|Bike Parking in the centre of Palma de Mallorca|
We return from Spain again encouraged by the progress and openess we see there to alternative means of transport. Of course, they are still largely in thrall to the motor car (and moped), but there are definite green shoots in terms of a growing cycling culture. The beauty of a country like Spain is that whilst they remain very car orientated, people are very quick to adapt to and accept new ideas. They seem to have an in-built sense of civic duty that means that if something is suggested that will clearly have benefits for the civic realm then there seems to general acceptance, if not always complete support. This stands in contrast to the more overt conservatism in the UK, where new ideas are generally regarded with suspicion at best. I like to think that the focus on public space and quality urban realm that typifies a Spanish city like Palma de Mallorca comes from this belief in the idea of "civitas". Perhaps this is one of the cultural influences bequeathed to Spain by it's Moorish occupiers centuries ago.
|Typical docking station|
Either way, the green shoots are in evidence in Palma. In addition to the now a-typical bike hire scheme, carried out with the usual Spanish commitment and panache, there are also new cycling infrastructure interventions all over the city. They may be sub-standard when compared with best practice, such as the painted lanes that cross Plaza Espanya in a rather unlikely fashion, but there are also new two-way lanes with separating kerbs that have been borrowed from the carriageway and newly installed two-way lanes forming part of widened footways. The beginnings of what could become an extensive network are in place, mostly in the form of segregated routes - something that we can't sneer at at all in the UK, regardless of the criticisms that could be levelled at the two-way style and narrow widths.
What makes the difference is when the Spanish decide to do something, they do it the best they possibly can. Not just a can of spray paint; but taking lanes from traffic, closing some streets altogether to cars, introducing bike friendly crossings, having bike/pedestrian priority crossings at junctions etc etc. they recognise the compromises that inevitably stem from believing bike is best, and accept them.
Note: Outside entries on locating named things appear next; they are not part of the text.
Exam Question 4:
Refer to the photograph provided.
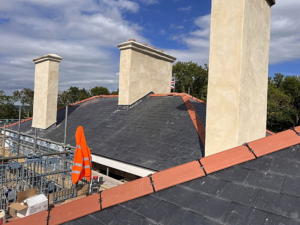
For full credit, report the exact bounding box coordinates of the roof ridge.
[150,93,205,147]
[1,95,118,128]
[11,126,300,225]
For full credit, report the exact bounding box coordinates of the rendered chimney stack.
[32,54,62,129]
[205,0,275,156]
[118,39,176,109]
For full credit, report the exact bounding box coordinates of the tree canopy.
[0,62,300,132]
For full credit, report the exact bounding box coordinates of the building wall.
[32,55,59,129]
[205,0,271,156]
[119,42,176,105]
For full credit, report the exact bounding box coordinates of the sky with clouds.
[0,0,300,94]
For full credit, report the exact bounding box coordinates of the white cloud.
[140,0,159,5]
[159,28,167,35]
[178,5,192,11]
[270,0,300,64]
[166,0,300,64]
[166,15,210,65]
[0,0,150,94]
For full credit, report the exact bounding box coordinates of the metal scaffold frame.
[0,107,86,211]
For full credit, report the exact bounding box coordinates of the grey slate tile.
[214,166,250,183]
[148,201,181,223]
[222,203,251,225]
[238,157,274,172]
[185,176,227,195]
[269,146,296,159]
[281,176,300,197]
[189,193,230,220]
[266,214,300,225]
[222,203,270,225]
[245,171,285,192]
[218,182,258,206]
[253,189,299,218]
[13,97,204,170]
[270,158,300,176]
[159,186,197,208]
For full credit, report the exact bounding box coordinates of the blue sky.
[0,0,300,94]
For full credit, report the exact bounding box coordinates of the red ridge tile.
[201,146,255,174]
[249,127,300,157]
[102,177,153,208]
[152,160,205,191]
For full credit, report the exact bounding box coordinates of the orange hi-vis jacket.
[72,126,92,184]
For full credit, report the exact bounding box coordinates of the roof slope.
[7,96,204,171]
[66,146,300,225]
[12,127,300,225]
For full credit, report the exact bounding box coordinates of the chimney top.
[267,0,276,6]
[118,41,176,63]
[33,53,63,64]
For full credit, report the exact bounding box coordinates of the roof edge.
[1,95,118,128]
[10,126,300,225]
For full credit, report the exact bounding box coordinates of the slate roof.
[10,96,205,171]
[66,144,300,225]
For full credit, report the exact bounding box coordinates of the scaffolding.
[0,107,87,211]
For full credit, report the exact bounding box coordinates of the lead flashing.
[33,54,63,64]
[266,0,276,7]
[118,41,176,63]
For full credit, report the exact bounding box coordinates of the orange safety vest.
[72,126,92,184]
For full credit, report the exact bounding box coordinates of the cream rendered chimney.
[118,39,176,108]
[205,0,275,156]
[32,54,62,129]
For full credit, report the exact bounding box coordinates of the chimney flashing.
[118,41,176,63]
[266,0,276,7]
[32,54,63,64]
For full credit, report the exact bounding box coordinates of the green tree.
[273,73,284,88]
[78,88,91,101]
[0,90,19,119]
[90,86,110,96]
[110,88,119,95]
[173,62,208,100]
[13,88,34,116]
[68,86,80,103]
[267,83,296,132]
[280,76,300,126]
[57,91,72,108]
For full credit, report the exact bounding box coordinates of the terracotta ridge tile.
[1,117,32,128]
[10,126,300,225]
[1,95,118,128]
[267,130,275,135]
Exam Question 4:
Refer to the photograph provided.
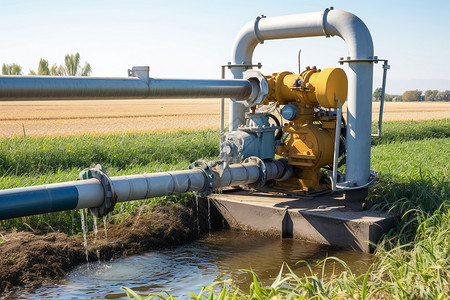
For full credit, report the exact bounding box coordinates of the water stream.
[80,209,89,263]
[20,231,372,299]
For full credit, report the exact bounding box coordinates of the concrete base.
[209,190,394,252]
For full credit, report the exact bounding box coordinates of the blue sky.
[0,0,450,93]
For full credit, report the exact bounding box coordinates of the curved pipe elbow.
[231,9,373,71]
[323,10,373,59]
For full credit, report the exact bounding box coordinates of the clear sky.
[0,0,450,93]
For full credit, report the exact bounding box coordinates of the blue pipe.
[0,186,78,220]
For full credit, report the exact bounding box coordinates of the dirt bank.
[0,204,198,297]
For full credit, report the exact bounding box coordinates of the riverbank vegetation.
[0,119,450,299]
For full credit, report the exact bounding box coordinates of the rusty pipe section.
[0,158,289,220]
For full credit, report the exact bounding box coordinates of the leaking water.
[20,231,372,299]
[80,209,89,262]
[103,216,108,241]
[195,193,201,235]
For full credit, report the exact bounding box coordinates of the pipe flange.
[243,70,269,107]
[189,160,214,197]
[79,164,117,217]
[242,156,267,188]
[253,15,266,44]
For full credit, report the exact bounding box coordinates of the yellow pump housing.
[265,67,348,193]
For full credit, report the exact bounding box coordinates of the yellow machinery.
[263,67,348,193]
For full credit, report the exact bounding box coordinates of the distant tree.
[372,88,381,101]
[435,90,450,101]
[402,90,422,101]
[392,95,403,102]
[424,90,439,101]
[50,64,65,76]
[64,52,92,76]
[29,58,50,75]
[2,63,22,75]
[384,94,395,102]
[30,53,92,76]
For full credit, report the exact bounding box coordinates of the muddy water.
[21,231,372,299]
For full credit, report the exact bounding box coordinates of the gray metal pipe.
[229,9,374,186]
[0,76,253,101]
[0,161,288,220]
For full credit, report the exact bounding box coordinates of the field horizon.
[0,99,450,138]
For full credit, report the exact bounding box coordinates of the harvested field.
[0,99,450,138]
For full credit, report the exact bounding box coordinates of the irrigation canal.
[19,231,372,299]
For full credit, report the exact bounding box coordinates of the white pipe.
[229,9,373,185]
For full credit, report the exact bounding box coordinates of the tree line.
[2,52,92,76]
[372,88,450,101]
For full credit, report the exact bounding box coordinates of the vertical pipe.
[220,66,225,144]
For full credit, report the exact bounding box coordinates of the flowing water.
[80,209,89,263]
[20,231,372,299]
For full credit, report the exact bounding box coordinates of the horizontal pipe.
[0,76,253,101]
[0,161,286,220]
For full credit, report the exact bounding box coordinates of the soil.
[0,204,198,297]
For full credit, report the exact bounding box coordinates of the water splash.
[92,214,98,240]
[195,194,200,235]
[206,197,211,236]
[103,216,108,241]
[80,209,89,263]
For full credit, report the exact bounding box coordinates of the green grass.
[0,119,450,299]
[0,130,219,235]
[118,119,450,300]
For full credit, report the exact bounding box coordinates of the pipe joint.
[79,164,117,217]
[189,160,214,197]
[253,15,266,44]
[242,156,267,188]
[243,70,269,107]
[322,6,334,37]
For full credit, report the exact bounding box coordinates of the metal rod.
[220,66,225,144]
[372,60,390,137]
[0,76,252,101]
[331,100,342,192]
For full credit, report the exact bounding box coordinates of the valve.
[265,67,348,108]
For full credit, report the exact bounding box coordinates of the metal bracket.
[338,56,391,137]
[322,6,334,37]
[222,62,262,69]
[128,66,150,84]
[242,156,267,188]
[189,160,214,197]
[79,164,117,217]
[253,15,266,44]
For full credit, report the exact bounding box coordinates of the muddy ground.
[0,204,198,298]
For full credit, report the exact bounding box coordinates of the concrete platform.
[209,190,394,252]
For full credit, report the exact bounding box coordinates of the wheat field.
[0,99,450,138]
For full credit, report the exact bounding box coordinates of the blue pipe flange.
[242,156,267,188]
[79,164,117,217]
[189,160,214,197]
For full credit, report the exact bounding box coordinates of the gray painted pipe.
[0,76,253,101]
[0,161,287,220]
[229,9,374,186]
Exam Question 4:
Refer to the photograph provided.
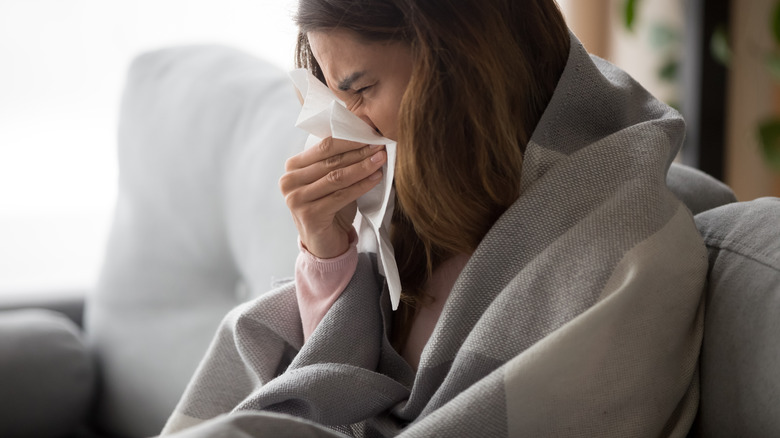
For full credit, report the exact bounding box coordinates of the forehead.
[308,29,393,87]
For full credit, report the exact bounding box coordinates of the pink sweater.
[295,230,470,370]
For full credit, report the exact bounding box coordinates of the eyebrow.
[339,71,366,91]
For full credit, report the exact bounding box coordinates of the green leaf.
[620,0,639,32]
[658,59,680,82]
[710,26,731,67]
[650,23,682,50]
[772,1,780,44]
[758,118,780,171]
[765,52,780,81]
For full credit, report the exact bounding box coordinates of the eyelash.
[355,85,373,94]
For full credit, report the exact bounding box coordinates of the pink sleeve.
[295,229,358,342]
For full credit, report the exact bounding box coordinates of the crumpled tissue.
[290,68,401,310]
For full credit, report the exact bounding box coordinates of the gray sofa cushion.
[666,163,737,215]
[695,198,780,437]
[85,46,306,436]
[0,309,95,438]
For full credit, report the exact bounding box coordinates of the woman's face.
[308,29,412,141]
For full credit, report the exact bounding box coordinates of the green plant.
[757,1,780,171]
[622,0,682,109]
[622,0,780,172]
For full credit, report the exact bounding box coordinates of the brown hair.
[296,0,569,351]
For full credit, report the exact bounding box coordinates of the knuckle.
[317,137,333,154]
[279,174,290,194]
[284,192,300,210]
[325,155,344,169]
[327,169,344,184]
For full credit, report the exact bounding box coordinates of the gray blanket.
[158,35,707,437]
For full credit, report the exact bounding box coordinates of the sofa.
[0,46,780,437]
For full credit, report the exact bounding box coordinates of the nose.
[355,112,382,135]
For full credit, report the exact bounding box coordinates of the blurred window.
[0,0,296,297]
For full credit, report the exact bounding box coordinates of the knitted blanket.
[158,35,707,437]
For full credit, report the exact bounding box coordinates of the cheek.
[372,99,401,141]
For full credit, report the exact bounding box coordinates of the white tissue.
[290,68,401,310]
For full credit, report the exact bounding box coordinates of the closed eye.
[355,85,373,94]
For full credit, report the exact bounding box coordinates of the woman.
[160,0,707,436]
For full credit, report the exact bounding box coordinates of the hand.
[279,137,387,259]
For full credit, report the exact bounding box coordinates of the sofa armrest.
[0,290,87,329]
[0,309,96,438]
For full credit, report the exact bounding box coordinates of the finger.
[301,151,387,202]
[301,169,382,222]
[286,137,378,170]
[279,145,385,193]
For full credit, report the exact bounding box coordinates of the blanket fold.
[164,31,707,437]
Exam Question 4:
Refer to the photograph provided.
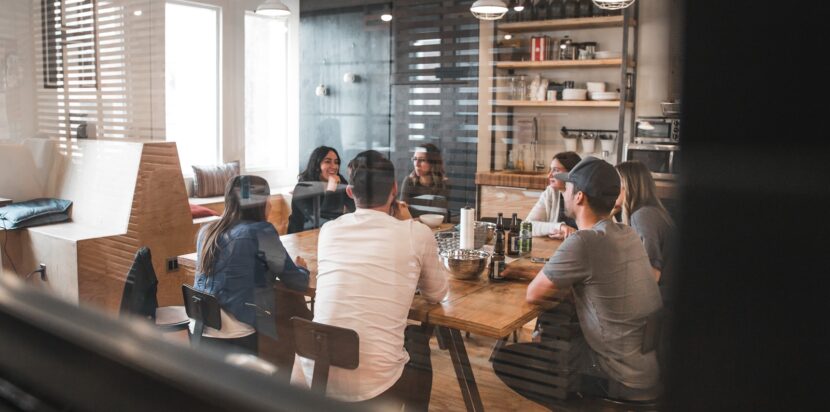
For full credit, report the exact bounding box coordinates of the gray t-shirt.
[631,206,675,305]
[543,219,662,389]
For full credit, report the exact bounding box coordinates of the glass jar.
[513,75,528,100]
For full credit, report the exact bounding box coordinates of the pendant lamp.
[256,0,291,17]
[470,0,507,20]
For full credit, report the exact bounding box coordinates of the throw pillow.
[190,203,219,219]
[192,160,239,197]
[0,198,72,229]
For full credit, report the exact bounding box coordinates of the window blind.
[392,0,479,216]
[34,0,164,145]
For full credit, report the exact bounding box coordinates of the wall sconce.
[343,73,360,83]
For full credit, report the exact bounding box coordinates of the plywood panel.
[478,186,542,219]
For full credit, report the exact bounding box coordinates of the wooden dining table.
[178,224,562,411]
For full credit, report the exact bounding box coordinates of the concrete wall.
[0,0,37,141]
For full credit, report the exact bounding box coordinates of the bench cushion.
[192,161,239,197]
[0,198,72,229]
All too often in the UK, you get the sense that planners and engineers know they have to do something, but can't quite stomach the true consequences of that decision and we end up with the useless, underused and often dangerous rubbish that passes for cycling infrastructure here.
|Bike network map on docking station|
Beyond the evidence literally on the ground, there are also actually people on bikes. There are bikes parked on stands that once would have been all for mopeds. There are bike shops doing bike maintenance and selling stylish fixies. There is advertising using bikes as the backdrop. The next time I am there, I am sure that the balance of sensible upright bike v cheap knobbly tyred mountain bike with unsuitable suspension will have shifted in favour of the more elegant way to travel, and lo, a utility bike culture will have taken hold. Don't forget that sport cycling in Spain is a major deal, much more so I suspect than in the UK, so getting people to consider cycling for transport rather than just sport is perhaps a bigger stretch, although equally more people are used to cycling regularly. The point is that when I first came here 9 years ago, a bicycle would have been a rare beast in the city. Not now. There are painted bikes on the surfacing of segregated cycle paths, and real ones riding over - two facts not unrelated, I believe.